Results: Over 1 year, we enrolled 20 patients, 65% female,
median age 21 years (range 18 to 24), median CD4 227 cells/μL (range 10 to
443), and median HIV-1 RNA level 4.6 log10 copies/mL (range 1.0 to 5.8);
10 (50%) patients had current or past history of major depression. For week-4, -8,
and -12 study visits, 17, 14, and 14 patients came, respectively. Compliance with
recommended DOT visits (e.g., able to meet the DOT facilitator) was a median
(range): week 4, 91% (64 to 100); week 8, 91% (33 to 100); and week 12, 83%
(57 to 100). Overall, 6 patients (30%; 95%CI 11.9 to 54.3) completed >90% of
their study specified frequency of DOT and successfully weaned to self-administered
therapy. Per exit survey reports (n = 14), 12 found meeting with the DOT
facilitator easy, 11 felt DOT increased motivation to take medications, 7 felt
sad when DOT ended, 10 were willing to continue or restart DOT given a choice,
and 100% would recommend DOT to a friend with adherence problems.

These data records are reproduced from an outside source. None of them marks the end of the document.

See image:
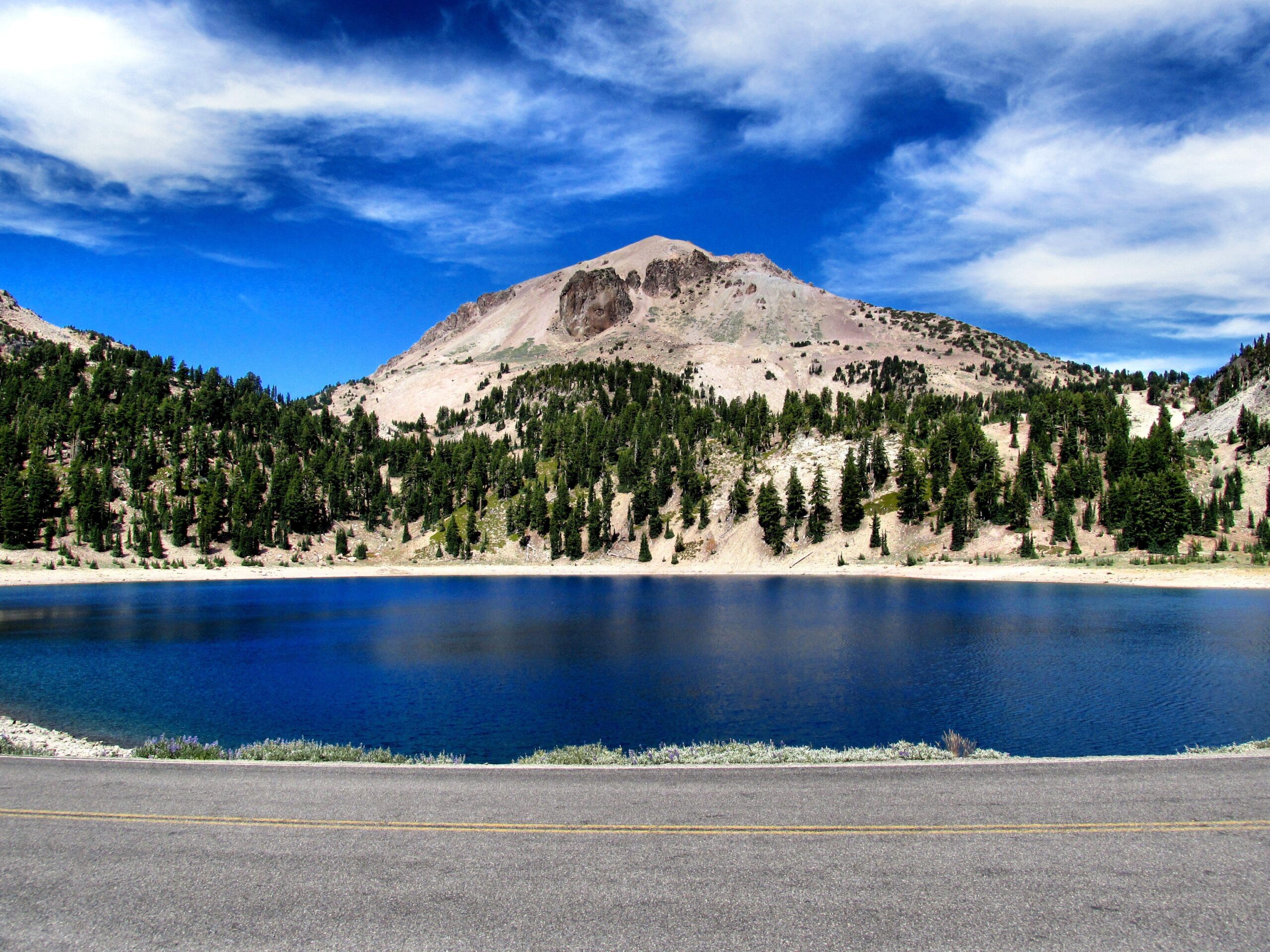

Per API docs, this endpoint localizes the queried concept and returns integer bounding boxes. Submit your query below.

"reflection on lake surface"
[0,578,1270,762]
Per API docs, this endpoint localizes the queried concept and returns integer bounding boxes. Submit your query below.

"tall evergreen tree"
[587,486,603,552]
[870,433,890,489]
[785,466,807,539]
[755,480,785,555]
[898,444,926,523]
[807,465,833,542]
[943,466,970,552]
[838,451,865,532]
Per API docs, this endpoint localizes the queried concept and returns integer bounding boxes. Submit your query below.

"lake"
[0,578,1270,762]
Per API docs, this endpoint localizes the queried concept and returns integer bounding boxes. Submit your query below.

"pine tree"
[807,466,833,542]
[943,466,970,552]
[1018,532,1040,558]
[599,470,613,548]
[755,480,785,555]
[547,515,564,562]
[564,509,581,561]
[898,444,926,523]
[587,486,603,552]
[1050,499,1076,544]
[870,433,890,489]
[639,532,653,562]
[785,466,807,541]
[1010,480,1031,532]
[838,451,865,532]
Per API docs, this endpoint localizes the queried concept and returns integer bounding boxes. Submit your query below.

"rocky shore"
[0,714,132,757]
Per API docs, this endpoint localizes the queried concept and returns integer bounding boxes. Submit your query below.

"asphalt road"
[0,757,1270,950]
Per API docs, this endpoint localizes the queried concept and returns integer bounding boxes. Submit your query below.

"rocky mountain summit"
[0,288,93,353]
[329,236,1082,424]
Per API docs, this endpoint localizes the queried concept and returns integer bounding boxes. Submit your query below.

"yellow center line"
[0,807,1270,836]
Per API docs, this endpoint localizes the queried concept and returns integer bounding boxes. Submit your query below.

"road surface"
[0,757,1270,951]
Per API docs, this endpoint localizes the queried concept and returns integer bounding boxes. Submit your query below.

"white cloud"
[0,0,685,257]
[193,249,278,269]
[512,0,1265,151]
[837,117,1270,327]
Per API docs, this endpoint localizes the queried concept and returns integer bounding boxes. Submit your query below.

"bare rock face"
[559,268,637,340]
[644,249,719,297]
[415,288,515,348]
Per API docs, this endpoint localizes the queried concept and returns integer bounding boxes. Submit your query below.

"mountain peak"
[334,235,1067,424]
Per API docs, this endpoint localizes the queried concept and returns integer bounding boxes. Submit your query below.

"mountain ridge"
[329,235,1072,431]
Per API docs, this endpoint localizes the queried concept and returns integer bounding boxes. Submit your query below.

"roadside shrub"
[943,728,979,757]
[515,740,1010,767]
[1182,737,1270,754]
[0,734,54,757]
[132,734,230,760]
[234,737,463,764]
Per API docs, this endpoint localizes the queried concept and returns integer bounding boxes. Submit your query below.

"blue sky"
[0,0,1270,395]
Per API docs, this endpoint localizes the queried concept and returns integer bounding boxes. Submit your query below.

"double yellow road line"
[0,807,1270,836]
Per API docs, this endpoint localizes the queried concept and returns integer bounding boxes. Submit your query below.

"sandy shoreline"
[0,558,1270,589]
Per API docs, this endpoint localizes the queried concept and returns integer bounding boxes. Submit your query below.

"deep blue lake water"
[0,578,1270,762]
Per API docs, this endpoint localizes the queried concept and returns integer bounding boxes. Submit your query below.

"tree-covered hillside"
[0,314,1270,574]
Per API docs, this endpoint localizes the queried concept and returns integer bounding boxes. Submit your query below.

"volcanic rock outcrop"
[560,268,639,340]
[644,249,719,297]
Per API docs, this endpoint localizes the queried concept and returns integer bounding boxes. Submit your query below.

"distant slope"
[1182,336,1270,439]
[0,288,93,352]
[333,236,1071,431]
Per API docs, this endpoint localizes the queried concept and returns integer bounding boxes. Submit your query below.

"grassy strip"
[1182,737,1270,754]
[132,736,463,764]
[0,734,54,757]
[234,739,463,764]
[515,740,1010,767]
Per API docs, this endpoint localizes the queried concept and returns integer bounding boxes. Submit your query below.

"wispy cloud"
[0,0,687,261]
[190,249,279,270]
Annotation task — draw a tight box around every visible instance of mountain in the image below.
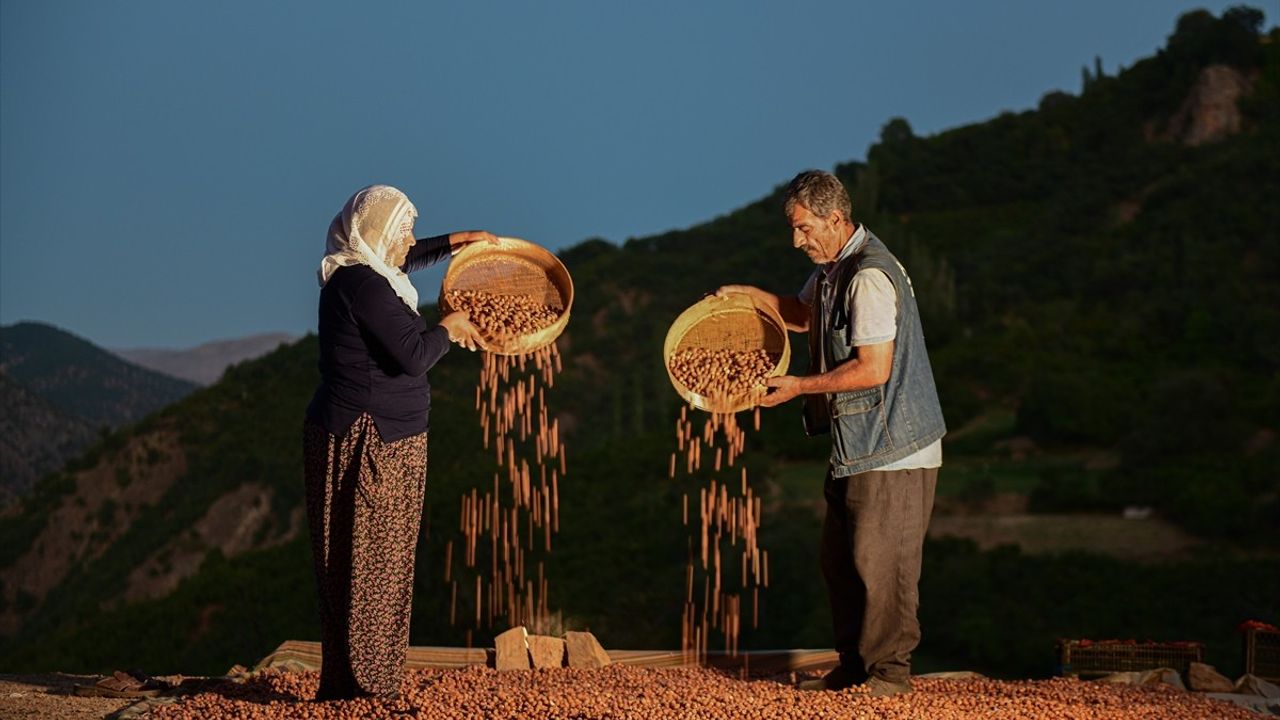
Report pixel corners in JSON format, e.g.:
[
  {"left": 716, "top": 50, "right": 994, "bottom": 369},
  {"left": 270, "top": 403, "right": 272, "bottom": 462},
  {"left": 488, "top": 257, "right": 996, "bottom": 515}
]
[
  {"left": 0, "top": 323, "right": 195, "bottom": 498},
  {"left": 0, "top": 372, "right": 96, "bottom": 507},
  {"left": 0, "top": 323, "right": 195, "bottom": 428},
  {"left": 0, "top": 8, "right": 1280, "bottom": 676},
  {"left": 113, "top": 333, "right": 297, "bottom": 386}
]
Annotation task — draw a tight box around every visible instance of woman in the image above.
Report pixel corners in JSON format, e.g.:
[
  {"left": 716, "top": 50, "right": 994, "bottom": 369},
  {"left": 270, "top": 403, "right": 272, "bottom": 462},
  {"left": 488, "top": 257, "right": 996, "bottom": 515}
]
[{"left": 303, "top": 184, "right": 497, "bottom": 700}]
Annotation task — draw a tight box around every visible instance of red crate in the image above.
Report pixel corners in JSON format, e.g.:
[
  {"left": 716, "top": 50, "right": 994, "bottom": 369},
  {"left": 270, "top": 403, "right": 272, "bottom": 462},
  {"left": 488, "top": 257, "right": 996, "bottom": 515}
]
[
  {"left": 1057, "top": 639, "right": 1204, "bottom": 676},
  {"left": 1244, "top": 628, "right": 1280, "bottom": 683}
]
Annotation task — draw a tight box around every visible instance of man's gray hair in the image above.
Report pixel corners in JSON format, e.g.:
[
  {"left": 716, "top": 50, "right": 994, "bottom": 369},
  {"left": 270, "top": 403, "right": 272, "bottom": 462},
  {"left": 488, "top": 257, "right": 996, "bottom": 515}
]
[{"left": 782, "top": 170, "right": 854, "bottom": 220}]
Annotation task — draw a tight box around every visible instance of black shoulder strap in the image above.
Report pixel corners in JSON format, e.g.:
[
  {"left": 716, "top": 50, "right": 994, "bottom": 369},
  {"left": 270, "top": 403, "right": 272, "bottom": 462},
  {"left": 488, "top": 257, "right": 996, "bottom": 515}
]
[{"left": 831, "top": 245, "right": 865, "bottom": 343}]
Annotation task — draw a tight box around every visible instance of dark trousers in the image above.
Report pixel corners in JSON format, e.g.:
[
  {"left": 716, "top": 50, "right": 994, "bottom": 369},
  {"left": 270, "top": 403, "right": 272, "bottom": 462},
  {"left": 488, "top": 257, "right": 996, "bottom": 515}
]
[{"left": 820, "top": 468, "right": 938, "bottom": 683}]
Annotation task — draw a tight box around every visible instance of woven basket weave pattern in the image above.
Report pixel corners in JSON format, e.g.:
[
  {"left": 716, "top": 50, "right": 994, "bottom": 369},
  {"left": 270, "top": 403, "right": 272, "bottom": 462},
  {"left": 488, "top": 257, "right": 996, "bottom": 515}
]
[
  {"left": 662, "top": 293, "right": 791, "bottom": 413},
  {"left": 440, "top": 237, "right": 573, "bottom": 355}
]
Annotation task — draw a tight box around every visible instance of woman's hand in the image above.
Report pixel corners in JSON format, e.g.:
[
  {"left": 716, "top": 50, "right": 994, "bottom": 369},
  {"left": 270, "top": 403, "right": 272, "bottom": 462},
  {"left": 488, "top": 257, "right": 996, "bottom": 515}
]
[
  {"left": 440, "top": 310, "right": 481, "bottom": 352},
  {"left": 449, "top": 231, "right": 498, "bottom": 252}
]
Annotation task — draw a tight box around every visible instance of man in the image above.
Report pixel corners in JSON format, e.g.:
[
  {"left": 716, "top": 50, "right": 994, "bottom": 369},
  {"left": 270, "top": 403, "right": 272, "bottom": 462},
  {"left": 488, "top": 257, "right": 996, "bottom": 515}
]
[{"left": 718, "top": 170, "right": 946, "bottom": 696}]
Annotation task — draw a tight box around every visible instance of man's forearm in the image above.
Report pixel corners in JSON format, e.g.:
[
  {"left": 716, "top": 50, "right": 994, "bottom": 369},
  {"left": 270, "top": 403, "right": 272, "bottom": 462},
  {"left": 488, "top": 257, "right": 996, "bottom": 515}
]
[{"left": 799, "top": 341, "right": 893, "bottom": 395}]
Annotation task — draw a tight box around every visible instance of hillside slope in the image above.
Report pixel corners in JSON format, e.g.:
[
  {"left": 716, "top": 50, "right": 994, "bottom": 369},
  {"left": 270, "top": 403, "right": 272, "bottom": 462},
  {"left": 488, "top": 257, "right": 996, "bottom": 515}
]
[{"left": 0, "top": 323, "right": 195, "bottom": 498}]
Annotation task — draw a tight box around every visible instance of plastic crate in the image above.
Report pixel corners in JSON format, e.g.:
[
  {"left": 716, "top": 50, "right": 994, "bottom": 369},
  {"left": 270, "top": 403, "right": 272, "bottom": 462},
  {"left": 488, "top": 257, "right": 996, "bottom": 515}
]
[
  {"left": 1057, "top": 639, "right": 1204, "bottom": 676},
  {"left": 1244, "top": 629, "right": 1280, "bottom": 683}
]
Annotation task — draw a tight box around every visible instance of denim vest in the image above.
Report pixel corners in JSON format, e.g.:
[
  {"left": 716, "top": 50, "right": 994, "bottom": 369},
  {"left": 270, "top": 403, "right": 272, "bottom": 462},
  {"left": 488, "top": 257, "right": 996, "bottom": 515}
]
[{"left": 810, "top": 231, "right": 947, "bottom": 478}]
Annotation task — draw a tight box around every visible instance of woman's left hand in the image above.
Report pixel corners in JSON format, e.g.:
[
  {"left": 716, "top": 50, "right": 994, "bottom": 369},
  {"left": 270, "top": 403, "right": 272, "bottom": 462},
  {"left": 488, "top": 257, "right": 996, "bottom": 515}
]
[{"left": 449, "top": 231, "right": 498, "bottom": 252}]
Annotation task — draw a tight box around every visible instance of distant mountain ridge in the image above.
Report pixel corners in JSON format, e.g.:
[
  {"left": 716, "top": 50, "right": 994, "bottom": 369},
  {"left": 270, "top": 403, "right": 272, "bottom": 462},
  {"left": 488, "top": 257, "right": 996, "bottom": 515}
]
[
  {"left": 0, "top": 323, "right": 196, "bottom": 497},
  {"left": 0, "top": 372, "right": 97, "bottom": 507},
  {"left": 111, "top": 333, "right": 297, "bottom": 386}
]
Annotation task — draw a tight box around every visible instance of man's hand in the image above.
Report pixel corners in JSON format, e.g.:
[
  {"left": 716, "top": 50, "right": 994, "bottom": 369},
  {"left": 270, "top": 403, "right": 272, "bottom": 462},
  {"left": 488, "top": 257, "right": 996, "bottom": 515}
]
[
  {"left": 440, "top": 310, "right": 480, "bottom": 352},
  {"left": 760, "top": 375, "right": 801, "bottom": 407}
]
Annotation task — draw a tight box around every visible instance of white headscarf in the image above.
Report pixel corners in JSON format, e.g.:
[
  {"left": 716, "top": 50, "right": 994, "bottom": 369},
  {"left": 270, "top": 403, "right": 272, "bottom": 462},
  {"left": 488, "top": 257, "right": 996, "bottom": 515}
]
[{"left": 316, "top": 184, "right": 417, "bottom": 314}]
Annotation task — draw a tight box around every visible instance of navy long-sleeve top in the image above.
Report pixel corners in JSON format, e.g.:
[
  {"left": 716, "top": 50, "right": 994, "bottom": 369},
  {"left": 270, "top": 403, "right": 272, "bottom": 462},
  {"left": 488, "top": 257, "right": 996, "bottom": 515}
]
[{"left": 307, "top": 234, "right": 449, "bottom": 442}]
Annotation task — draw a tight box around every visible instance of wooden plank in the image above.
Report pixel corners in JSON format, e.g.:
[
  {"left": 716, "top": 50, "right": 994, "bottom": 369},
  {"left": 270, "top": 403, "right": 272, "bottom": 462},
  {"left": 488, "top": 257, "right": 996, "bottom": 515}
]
[{"left": 253, "top": 641, "right": 840, "bottom": 673}]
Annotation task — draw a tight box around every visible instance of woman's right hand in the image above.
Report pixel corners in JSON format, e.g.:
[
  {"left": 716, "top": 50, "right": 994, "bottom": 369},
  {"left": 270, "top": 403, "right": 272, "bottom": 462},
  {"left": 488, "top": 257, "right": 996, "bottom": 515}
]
[{"left": 440, "top": 310, "right": 480, "bottom": 352}]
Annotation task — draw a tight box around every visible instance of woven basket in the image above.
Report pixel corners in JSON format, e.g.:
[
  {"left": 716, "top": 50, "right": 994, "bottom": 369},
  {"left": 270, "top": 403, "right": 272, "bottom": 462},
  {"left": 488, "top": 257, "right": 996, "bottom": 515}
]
[
  {"left": 662, "top": 293, "right": 791, "bottom": 413},
  {"left": 440, "top": 237, "right": 573, "bottom": 355}
]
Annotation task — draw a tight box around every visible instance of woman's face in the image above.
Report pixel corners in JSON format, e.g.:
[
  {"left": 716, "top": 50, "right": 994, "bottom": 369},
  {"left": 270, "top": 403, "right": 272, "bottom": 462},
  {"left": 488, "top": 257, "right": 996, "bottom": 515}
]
[{"left": 387, "top": 215, "right": 413, "bottom": 268}]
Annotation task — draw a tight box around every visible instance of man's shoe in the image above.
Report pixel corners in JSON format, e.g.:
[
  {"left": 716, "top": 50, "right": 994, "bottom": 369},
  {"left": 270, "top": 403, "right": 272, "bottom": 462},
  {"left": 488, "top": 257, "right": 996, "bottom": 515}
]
[
  {"left": 796, "top": 665, "right": 867, "bottom": 691},
  {"left": 861, "top": 676, "right": 911, "bottom": 697}
]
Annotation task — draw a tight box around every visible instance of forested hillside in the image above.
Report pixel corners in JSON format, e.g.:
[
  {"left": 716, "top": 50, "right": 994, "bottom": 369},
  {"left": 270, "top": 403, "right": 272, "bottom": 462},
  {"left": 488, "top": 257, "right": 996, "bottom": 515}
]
[
  {"left": 0, "top": 9, "right": 1280, "bottom": 675},
  {"left": 0, "top": 323, "right": 196, "bottom": 507}
]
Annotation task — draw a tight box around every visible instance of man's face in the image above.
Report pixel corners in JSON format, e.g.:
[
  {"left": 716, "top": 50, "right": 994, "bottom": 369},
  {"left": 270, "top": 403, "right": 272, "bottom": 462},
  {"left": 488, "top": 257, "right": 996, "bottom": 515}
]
[{"left": 787, "top": 202, "right": 849, "bottom": 265}]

Conclusions: This pilot study demonstrates community-based DOT
for non-adherent HIV-infected adolescents is feasible. Ongoing analyses will identify
characteristics of successful DOT candidates. Overall patient feedback for this
intervention was positive, which combined with the logistical information
gained, will inform future DOT studies.